• Author(s): Lingdong Kong, Xiang Xu, Jiawei Ren, Wenwei Zhang, Liang Pan, Kai Chen, Wei Tsang Ooi, Ziwei Liu

The paper presents LaserMix++, an advanced framework designed to enhance the efficiency of data utilization in 3D scene understanding for autonomous driving. This is achieved by extending semi-supervised learning for LiDAR semantic segmentation, which leverages the inherent spatial priors of driving scenes and multi-sensor complements to increase the effectiveness of unlabeled datasets.

LaserMix++ integrates laser beam manipulations from various LiDAR scans and includes LiDAR-camera correspondences to aid data-efficient learning. The framework is specifically designed to enhance 3D scene consistency regularization by incorporating multi-modality. This includes a multi-modal LaserMix operation for detailed cross-sensor interactions, camera-to-LiDAR feature distillation that enhances LiDAR feature learning, and language-driven knowledge guidance that generates auxiliary supervisions using open-vocabulary models. The versatility of LaserMix++ allows for applications across different LiDAR representations, making it a universally applicable solution. The framework has been rigorously validated through theoretical analysis and extensive experiments on popular driving perception datasets.

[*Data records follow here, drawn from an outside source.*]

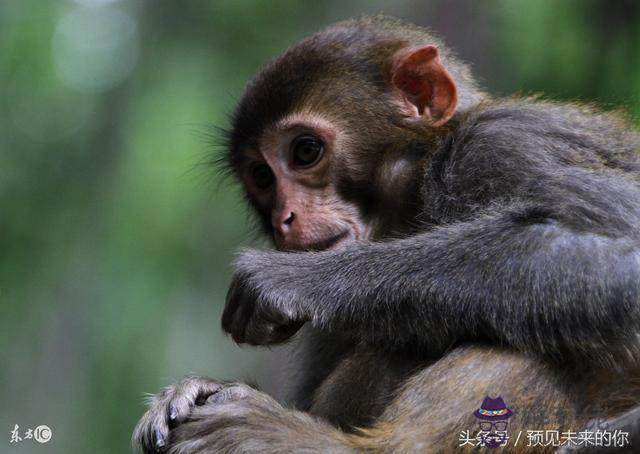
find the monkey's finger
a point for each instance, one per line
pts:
(232, 393)
(189, 392)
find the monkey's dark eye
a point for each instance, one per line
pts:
(262, 176)
(307, 151)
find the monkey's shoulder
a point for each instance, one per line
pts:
(532, 139)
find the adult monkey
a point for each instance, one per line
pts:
(464, 247)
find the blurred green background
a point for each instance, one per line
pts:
(115, 234)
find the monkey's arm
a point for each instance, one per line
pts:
(517, 276)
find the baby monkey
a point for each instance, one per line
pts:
(439, 246)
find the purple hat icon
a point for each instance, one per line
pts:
(493, 410)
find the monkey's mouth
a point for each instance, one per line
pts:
(328, 243)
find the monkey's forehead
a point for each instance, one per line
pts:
(325, 72)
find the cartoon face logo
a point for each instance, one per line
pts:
(493, 418)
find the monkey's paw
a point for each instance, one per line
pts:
(263, 304)
(183, 416)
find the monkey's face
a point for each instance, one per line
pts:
(291, 179)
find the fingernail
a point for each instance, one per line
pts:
(160, 442)
(217, 398)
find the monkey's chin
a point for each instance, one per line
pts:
(328, 244)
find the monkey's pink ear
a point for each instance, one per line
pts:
(426, 84)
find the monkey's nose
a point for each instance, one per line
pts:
(284, 223)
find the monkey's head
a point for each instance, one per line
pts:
(331, 139)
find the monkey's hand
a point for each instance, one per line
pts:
(171, 407)
(202, 415)
(263, 302)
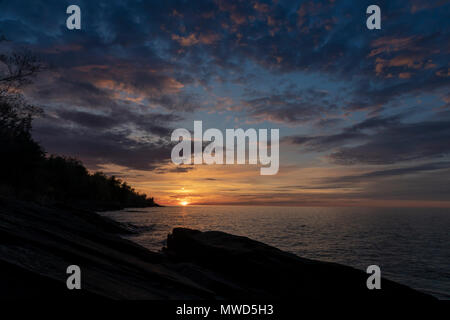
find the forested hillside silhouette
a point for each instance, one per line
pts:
(27, 172)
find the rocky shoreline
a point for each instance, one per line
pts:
(38, 243)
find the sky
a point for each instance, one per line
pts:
(364, 115)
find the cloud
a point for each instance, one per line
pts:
(382, 141)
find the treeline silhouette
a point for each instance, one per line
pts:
(26, 172)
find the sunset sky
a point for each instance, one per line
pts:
(364, 115)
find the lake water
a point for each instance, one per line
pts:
(411, 245)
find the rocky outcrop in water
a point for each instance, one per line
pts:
(38, 243)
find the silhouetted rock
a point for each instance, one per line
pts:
(38, 243)
(238, 267)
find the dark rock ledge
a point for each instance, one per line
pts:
(38, 243)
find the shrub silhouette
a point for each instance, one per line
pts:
(27, 172)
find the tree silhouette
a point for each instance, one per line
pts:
(26, 171)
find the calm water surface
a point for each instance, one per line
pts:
(412, 246)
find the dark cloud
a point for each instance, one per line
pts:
(96, 148)
(135, 63)
(390, 173)
(382, 141)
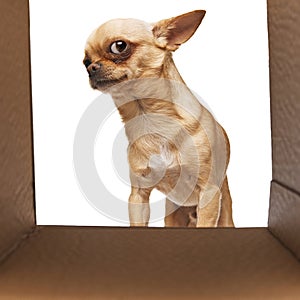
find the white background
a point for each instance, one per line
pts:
(226, 63)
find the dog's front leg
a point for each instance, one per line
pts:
(209, 207)
(139, 209)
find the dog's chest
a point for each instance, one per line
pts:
(160, 167)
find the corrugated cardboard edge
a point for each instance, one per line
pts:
(284, 220)
(17, 219)
(284, 42)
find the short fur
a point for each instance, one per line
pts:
(175, 144)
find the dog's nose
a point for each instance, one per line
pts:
(93, 68)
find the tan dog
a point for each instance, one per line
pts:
(175, 144)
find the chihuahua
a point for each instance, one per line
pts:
(175, 144)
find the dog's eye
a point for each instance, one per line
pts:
(87, 62)
(118, 47)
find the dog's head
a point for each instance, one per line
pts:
(124, 49)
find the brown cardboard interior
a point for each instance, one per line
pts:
(42, 262)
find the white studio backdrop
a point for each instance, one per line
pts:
(225, 62)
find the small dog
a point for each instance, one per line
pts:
(175, 144)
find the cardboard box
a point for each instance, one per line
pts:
(51, 262)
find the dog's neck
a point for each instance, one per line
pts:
(144, 99)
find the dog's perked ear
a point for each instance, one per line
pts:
(171, 33)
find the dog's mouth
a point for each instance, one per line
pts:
(105, 83)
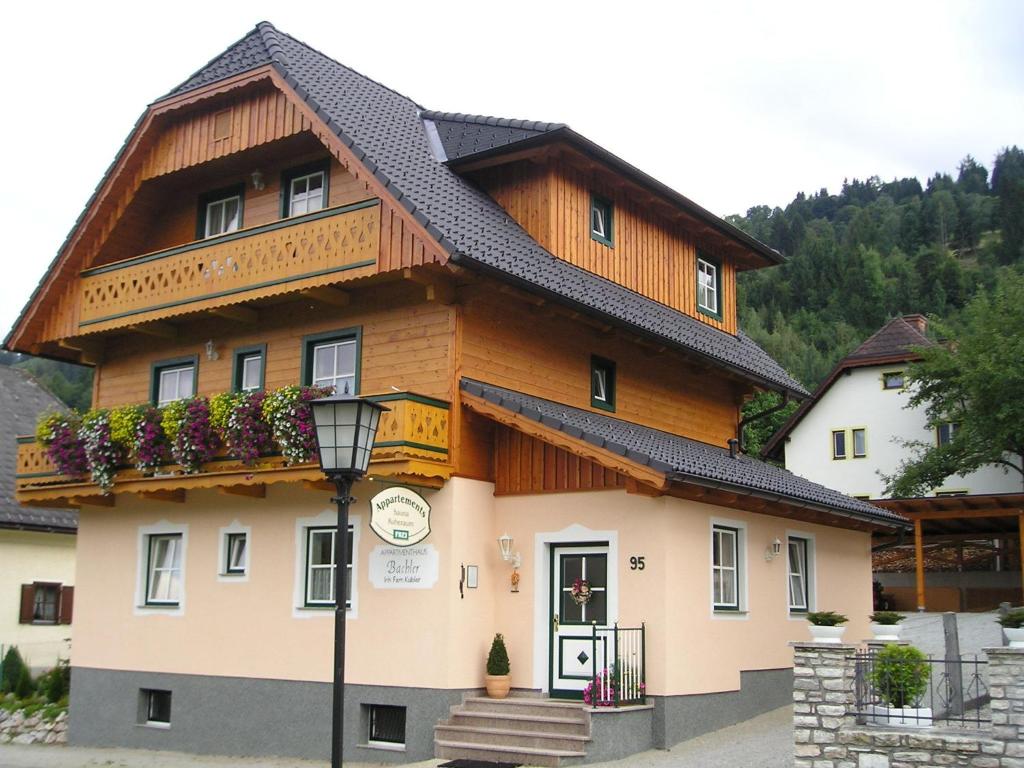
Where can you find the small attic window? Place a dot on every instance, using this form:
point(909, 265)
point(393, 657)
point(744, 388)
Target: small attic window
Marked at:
point(600, 219)
point(222, 125)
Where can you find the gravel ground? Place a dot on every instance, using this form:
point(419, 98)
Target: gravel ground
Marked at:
point(765, 741)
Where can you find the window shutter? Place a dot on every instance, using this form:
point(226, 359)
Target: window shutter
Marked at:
point(28, 603)
point(67, 604)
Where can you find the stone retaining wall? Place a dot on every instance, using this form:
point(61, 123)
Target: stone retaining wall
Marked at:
point(826, 734)
point(18, 729)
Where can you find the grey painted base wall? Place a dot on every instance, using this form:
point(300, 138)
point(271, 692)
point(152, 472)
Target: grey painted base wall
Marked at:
point(246, 717)
point(679, 718)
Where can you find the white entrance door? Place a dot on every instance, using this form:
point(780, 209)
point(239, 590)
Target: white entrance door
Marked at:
point(574, 653)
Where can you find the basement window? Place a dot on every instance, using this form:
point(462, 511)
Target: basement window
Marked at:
point(387, 726)
point(156, 708)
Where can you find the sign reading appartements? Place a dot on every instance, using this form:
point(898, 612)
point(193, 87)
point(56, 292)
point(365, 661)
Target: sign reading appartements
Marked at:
point(399, 516)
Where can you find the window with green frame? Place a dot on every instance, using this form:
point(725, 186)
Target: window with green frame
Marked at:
point(332, 359)
point(709, 287)
point(601, 219)
point(249, 368)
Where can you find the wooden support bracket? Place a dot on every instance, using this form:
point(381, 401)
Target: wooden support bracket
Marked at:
point(253, 492)
point(177, 496)
point(237, 313)
point(328, 295)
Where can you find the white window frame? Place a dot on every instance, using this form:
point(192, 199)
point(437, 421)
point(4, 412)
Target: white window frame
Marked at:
point(708, 269)
point(221, 205)
point(739, 529)
point(836, 455)
point(145, 532)
point(305, 197)
point(326, 519)
point(246, 359)
point(233, 528)
point(853, 442)
point(336, 345)
point(810, 578)
point(177, 371)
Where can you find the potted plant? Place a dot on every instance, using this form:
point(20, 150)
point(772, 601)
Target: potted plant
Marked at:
point(885, 626)
point(498, 681)
point(899, 679)
point(826, 626)
point(1013, 625)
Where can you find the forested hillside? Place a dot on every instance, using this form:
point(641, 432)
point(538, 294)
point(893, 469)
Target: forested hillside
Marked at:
point(875, 250)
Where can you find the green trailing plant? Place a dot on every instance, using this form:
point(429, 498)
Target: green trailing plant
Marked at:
point(10, 670)
point(888, 617)
point(826, 619)
point(498, 658)
point(1014, 620)
point(900, 675)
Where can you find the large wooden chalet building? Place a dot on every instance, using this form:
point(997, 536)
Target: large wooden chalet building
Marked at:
point(555, 335)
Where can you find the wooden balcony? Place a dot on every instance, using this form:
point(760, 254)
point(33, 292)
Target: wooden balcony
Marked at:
point(294, 254)
point(412, 446)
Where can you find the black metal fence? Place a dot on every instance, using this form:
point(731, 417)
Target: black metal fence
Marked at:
point(907, 691)
point(623, 680)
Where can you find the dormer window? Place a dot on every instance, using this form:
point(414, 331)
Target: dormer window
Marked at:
point(220, 212)
point(602, 383)
point(709, 287)
point(600, 219)
point(305, 189)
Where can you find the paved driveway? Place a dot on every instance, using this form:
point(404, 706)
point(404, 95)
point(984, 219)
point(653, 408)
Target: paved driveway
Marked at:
point(765, 741)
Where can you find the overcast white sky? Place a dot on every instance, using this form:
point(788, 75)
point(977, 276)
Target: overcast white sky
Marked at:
point(732, 103)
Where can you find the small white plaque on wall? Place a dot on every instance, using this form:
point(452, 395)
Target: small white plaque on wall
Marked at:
point(403, 567)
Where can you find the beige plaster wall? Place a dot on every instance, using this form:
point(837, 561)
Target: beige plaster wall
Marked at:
point(27, 557)
point(435, 637)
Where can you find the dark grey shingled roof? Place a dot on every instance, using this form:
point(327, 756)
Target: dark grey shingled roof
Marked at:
point(462, 135)
point(681, 458)
point(22, 399)
point(387, 132)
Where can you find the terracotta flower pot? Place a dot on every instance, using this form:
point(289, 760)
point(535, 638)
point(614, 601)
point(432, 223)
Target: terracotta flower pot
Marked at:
point(498, 685)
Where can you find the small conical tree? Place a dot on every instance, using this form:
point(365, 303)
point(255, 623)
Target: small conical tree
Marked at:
point(10, 670)
point(498, 658)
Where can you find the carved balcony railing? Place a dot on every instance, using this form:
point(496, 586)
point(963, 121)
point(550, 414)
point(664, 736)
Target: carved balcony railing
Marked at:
point(412, 446)
point(293, 254)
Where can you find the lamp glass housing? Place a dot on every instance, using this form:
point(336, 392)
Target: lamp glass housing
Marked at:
point(346, 428)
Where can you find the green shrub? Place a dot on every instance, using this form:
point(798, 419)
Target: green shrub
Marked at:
point(55, 683)
point(888, 617)
point(900, 675)
point(1014, 620)
point(498, 658)
point(10, 670)
point(826, 619)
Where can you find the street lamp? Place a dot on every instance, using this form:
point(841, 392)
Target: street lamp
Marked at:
point(345, 430)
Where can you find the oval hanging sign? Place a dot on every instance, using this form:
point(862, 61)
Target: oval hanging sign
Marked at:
point(399, 516)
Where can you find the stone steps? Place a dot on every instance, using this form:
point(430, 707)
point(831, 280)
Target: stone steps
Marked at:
point(528, 730)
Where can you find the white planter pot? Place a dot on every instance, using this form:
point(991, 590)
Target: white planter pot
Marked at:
point(886, 633)
point(832, 635)
point(1015, 636)
point(905, 717)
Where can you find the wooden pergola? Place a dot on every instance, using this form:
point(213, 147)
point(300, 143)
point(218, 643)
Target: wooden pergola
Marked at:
point(952, 517)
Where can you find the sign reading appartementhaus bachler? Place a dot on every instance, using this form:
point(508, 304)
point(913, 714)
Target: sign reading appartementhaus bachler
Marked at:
point(555, 337)
point(399, 516)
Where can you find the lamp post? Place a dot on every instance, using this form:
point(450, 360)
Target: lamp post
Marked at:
point(345, 430)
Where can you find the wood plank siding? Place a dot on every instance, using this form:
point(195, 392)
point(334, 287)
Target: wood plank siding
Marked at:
point(520, 346)
point(406, 345)
point(651, 255)
point(526, 465)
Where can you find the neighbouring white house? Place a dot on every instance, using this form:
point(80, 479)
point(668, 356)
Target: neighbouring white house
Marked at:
point(857, 428)
point(37, 544)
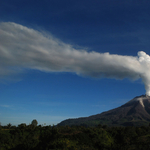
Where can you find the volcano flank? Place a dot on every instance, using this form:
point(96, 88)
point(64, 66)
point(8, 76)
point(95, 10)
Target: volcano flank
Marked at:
point(136, 112)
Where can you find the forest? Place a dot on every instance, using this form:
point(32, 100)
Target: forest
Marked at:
point(101, 137)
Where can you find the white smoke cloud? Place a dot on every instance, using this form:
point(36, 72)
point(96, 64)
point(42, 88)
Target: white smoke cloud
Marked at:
point(22, 47)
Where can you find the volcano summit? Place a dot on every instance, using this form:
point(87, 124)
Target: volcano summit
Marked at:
point(136, 112)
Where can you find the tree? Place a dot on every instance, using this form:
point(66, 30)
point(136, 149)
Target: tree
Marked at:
point(34, 122)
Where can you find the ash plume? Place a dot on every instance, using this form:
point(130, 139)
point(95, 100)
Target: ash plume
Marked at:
point(22, 47)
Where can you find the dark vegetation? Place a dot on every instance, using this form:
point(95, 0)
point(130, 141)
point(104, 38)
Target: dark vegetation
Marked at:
point(101, 137)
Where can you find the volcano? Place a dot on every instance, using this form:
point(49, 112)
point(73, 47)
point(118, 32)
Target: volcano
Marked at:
point(136, 112)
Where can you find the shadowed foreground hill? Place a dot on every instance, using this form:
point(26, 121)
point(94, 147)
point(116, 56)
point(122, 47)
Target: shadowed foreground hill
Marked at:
point(136, 112)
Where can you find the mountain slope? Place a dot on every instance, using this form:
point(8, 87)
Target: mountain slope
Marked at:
point(135, 112)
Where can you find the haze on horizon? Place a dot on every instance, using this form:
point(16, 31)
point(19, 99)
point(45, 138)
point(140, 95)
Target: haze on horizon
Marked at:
point(58, 58)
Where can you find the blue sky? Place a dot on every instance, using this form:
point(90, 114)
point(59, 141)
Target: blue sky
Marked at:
point(38, 87)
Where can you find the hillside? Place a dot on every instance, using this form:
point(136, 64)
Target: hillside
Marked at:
point(136, 112)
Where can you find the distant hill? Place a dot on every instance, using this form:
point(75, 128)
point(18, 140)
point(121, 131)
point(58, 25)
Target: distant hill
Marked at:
point(136, 112)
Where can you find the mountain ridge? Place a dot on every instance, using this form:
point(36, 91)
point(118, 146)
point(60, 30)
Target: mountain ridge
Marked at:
point(135, 112)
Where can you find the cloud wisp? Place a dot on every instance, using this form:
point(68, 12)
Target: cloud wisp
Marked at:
point(22, 47)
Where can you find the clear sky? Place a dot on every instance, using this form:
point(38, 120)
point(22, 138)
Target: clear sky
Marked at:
point(56, 57)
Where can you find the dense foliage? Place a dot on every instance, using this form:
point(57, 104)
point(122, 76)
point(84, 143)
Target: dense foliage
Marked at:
point(73, 138)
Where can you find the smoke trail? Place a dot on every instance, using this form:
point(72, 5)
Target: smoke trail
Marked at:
point(22, 47)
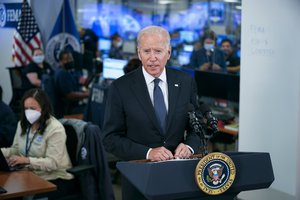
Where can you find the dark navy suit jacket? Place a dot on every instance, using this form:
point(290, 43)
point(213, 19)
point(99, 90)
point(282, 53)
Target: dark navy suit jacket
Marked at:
point(130, 124)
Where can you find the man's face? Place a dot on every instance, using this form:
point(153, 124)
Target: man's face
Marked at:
point(154, 53)
point(67, 58)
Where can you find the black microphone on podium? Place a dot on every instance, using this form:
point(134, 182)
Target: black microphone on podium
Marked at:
point(211, 120)
point(195, 123)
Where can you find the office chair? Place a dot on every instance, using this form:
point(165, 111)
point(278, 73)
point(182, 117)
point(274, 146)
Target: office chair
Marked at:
point(87, 155)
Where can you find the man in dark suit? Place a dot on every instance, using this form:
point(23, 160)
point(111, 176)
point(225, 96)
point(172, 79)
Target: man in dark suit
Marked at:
point(132, 129)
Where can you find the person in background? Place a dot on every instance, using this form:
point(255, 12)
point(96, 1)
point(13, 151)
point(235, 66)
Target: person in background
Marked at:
point(8, 123)
point(146, 110)
point(208, 58)
point(36, 69)
point(116, 47)
point(232, 61)
point(69, 91)
point(132, 64)
point(40, 142)
point(90, 41)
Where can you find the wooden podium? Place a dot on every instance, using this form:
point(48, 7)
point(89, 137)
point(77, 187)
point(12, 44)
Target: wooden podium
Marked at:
point(176, 179)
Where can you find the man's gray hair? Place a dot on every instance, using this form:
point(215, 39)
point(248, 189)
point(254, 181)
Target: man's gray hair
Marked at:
point(154, 30)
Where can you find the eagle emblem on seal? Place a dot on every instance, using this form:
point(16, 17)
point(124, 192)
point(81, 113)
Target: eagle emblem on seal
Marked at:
point(215, 174)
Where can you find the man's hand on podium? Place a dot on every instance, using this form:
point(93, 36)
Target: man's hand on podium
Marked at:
point(160, 154)
point(182, 151)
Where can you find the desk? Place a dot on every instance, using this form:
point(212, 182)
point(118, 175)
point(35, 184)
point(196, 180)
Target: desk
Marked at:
point(23, 183)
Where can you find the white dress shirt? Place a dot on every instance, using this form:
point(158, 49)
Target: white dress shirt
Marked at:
point(162, 84)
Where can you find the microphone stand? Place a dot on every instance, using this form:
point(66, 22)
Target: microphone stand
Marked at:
point(197, 127)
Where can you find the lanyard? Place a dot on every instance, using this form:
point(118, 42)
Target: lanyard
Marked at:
point(28, 144)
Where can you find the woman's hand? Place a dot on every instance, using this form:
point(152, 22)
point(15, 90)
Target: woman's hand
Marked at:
point(15, 160)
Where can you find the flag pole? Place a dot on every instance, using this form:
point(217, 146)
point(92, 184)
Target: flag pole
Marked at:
point(64, 17)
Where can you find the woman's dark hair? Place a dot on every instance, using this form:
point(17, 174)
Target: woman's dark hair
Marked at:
point(46, 110)
point(0, 93)
point(208, 34)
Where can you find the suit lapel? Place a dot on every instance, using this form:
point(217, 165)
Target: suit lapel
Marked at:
point(174, 87)
point(140, 90)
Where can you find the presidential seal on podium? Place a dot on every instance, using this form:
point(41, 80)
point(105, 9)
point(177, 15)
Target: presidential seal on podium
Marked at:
point(215, 173)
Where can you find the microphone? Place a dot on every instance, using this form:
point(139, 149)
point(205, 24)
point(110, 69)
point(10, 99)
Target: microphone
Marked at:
point(195, 124)
point(194, 120)
point(211, 120)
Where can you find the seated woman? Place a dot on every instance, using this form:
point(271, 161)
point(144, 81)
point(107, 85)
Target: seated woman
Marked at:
point(36, 69)
point(40, 142)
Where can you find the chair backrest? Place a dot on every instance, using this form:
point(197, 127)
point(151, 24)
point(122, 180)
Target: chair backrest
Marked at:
point(48, 86)
point(71, 143)
point(16, 77)
point(96, 105)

The results show that LaserMix++ significantly outperforms fully supervised alternatives, achieving comparable accuracy with five times fewer annotations and significantly improving the supervised-only baselines. This significant advancement highlights the potential of semi-supervised approaches in reducing the reliance on extensive labeled data in LiDAR-based 3D scene understanding systems.